Throughout his long career – he will be 89 this year – Morellet has worked with geometric forms. While he has used a variety of media and techniques, his interest in grids, planes, and the arrangement of lines within space has been constant. The centerpiece of this exhibition, the site-specific Bandes Décimées, 2015, is a typical example. Two largescale vinyl installations range across the opposing walls of the gallery’s vast downstairs space. On one wall Morellet has created a repeated sequence of overlapping vertical and diagonal lines; on the other these are replicated, only in negative form, creating origami-like shapes. While the lines have been created by a rigorous mathematical system, the shapes produced in the negative are random; subtractions creating abstract forms. By employing constructivist, mathematical systems Morellet plays with our visual expectations; planes and lines are tilted, symmetry is disrupted and geometry is altered. The result, as with much of Morellet’s work, is playful, beautiful and challenging, asking the observer to engage intellectually as well as aesthetically.

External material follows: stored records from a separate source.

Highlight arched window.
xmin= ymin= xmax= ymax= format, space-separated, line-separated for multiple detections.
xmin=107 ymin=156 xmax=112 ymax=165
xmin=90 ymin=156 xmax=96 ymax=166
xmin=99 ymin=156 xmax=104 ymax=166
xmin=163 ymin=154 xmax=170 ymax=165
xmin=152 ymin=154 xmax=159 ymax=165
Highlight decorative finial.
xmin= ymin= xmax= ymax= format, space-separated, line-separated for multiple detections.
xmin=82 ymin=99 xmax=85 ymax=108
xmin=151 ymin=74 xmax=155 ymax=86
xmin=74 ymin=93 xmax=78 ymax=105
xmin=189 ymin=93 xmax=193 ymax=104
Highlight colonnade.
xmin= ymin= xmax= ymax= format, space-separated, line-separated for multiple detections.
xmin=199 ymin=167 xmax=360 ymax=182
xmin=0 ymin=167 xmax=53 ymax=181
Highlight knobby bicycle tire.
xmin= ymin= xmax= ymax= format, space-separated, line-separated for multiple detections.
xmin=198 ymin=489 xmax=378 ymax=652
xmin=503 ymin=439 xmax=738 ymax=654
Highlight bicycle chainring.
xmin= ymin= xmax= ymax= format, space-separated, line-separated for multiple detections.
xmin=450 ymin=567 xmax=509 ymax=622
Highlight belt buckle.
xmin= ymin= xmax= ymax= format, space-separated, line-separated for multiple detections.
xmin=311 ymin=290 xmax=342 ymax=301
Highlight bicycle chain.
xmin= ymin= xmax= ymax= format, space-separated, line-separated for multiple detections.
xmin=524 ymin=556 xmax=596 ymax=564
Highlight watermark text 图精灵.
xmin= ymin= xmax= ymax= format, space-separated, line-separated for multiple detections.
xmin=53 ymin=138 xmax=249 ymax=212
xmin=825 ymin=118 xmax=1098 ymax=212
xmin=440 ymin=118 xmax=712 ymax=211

Mounted on the outside wall of the upper exhibition space, is π Weeping Neonly, 2002, an iconic Morellet neon work – a medium he began exploring in the early 1960s. The work, comprised of 42 white neon lights, is arranged in a pattern, each connected by the electric cables connected to the power source. And the upper space has been divided into two rooms, the first housing a suite of paintings in monochrome and single colours; the second containing a series of smaller ‘neon paintings’ set against painted square canvases.
Meanwhile, a number of early works dating back to the 1950s and 1960s, offer a fascinating insight into Morellet’s development as an artist while also recognising how his innovatory work was precursor to many of the topoi of minimalism and installation art. These works can be viewed by appointment only.